On completion of 12 h, the heater was put off, and pottali was allowed to self cool. Later the pieces of Shankha were separated from cloth and washed under lukewarm water along with the precautious cleaning of the Shankha pieces, and eventually it was dried and weighed the whole process showing in Fig. 1. Remaining two batches were prepared following the procedure mentioned above.
Transfer Mechanism of Quantum of Heat (Marana) of Shankha: Marana can be probably correlated to oxidato-reductive incineration process of Shankha which was performed in the following steps. Marana of Shankha was done as per the reference in Rasa Tarangini 7.
Procedure:
1st Puta: Initially the pieces of Shodhita Shankha were arranged in a Sharava (earthen container) and closed by another Sharava. Joint was sealed by using cloth smeared with clay and allowed to dry. Total seven coatings was required to Samputa (sealing), and each coating was done after drying the previous coating. On completion of sealing procedure, Sharava Samputa (Sealed earthen container) was subjected to heat in an electric muffle furnace (EMF) and the temperature was maintained at 700 °C for 2 h. After that, the furnace was switched off and allowed for self-cooling. Next day samples were taken out of the self-cooled Sharava Samputa and pieces were powdered in mortar-pestle.

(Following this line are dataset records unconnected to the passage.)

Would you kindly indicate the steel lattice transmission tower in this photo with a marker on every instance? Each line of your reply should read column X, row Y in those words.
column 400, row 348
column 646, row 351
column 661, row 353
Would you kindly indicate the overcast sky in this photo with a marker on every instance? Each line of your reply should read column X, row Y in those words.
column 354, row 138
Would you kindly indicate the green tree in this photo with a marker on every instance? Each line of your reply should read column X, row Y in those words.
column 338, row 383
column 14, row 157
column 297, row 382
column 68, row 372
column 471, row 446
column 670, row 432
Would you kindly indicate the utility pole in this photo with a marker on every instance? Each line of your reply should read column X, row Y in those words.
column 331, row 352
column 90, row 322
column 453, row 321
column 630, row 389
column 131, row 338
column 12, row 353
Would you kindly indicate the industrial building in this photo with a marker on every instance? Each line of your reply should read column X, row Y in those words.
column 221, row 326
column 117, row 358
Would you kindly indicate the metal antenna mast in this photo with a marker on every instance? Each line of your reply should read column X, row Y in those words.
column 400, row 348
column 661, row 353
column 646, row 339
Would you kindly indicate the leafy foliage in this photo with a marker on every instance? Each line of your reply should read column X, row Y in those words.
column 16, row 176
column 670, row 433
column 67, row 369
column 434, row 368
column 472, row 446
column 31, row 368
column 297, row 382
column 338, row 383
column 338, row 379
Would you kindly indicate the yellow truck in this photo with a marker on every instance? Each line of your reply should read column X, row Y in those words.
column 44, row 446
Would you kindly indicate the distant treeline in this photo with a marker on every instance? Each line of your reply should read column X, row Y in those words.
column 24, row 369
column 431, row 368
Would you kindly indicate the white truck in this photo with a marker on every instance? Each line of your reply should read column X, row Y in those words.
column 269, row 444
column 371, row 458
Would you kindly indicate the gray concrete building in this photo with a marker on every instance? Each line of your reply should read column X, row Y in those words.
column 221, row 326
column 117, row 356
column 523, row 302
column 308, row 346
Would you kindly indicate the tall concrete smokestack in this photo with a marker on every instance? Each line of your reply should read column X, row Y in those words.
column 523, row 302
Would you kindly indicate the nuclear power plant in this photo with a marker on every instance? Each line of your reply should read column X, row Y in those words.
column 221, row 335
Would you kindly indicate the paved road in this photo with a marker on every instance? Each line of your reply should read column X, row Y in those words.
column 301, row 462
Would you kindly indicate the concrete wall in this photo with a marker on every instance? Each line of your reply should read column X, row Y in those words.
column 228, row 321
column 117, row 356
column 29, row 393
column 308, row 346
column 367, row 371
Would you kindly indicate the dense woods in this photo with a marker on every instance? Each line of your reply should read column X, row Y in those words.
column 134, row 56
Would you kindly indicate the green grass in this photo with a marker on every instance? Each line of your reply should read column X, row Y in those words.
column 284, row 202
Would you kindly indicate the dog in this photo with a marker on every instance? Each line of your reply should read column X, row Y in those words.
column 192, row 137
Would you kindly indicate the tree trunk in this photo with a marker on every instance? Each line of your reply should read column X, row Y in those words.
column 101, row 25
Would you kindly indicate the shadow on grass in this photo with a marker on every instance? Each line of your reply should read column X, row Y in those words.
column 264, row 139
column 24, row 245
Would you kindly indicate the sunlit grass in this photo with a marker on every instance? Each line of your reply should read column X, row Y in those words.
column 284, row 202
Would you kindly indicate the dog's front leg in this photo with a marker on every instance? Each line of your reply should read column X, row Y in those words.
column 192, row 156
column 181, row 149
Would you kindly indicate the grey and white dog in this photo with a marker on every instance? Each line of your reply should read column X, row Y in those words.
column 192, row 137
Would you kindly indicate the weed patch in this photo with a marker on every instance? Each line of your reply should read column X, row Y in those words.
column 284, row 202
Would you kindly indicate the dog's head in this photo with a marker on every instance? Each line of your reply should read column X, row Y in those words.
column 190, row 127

2nd Puta: In the second Puta, for Bhavana Kumari Swarasa was extracted by Nishpidana (expression) followed by trituration. On the appearance of Subhavita Lakshan (chief desired character after Bhavana) Chakrikas (pellets) were prepared, and for this procedure, a small amount of levigated doughy mass was made into round, flat pellets. Diameter, thickness, and weight of one Chakrika were 2.0-2.5 cm, 0.5-0.7 cm and 5-7 g respectively. After proper drying of pellets, it was placed in Sharava and covered with another Sharava. For sealing the Sharava clay smeared cloth was used with seven coatings which were given successively after drying the previous coating.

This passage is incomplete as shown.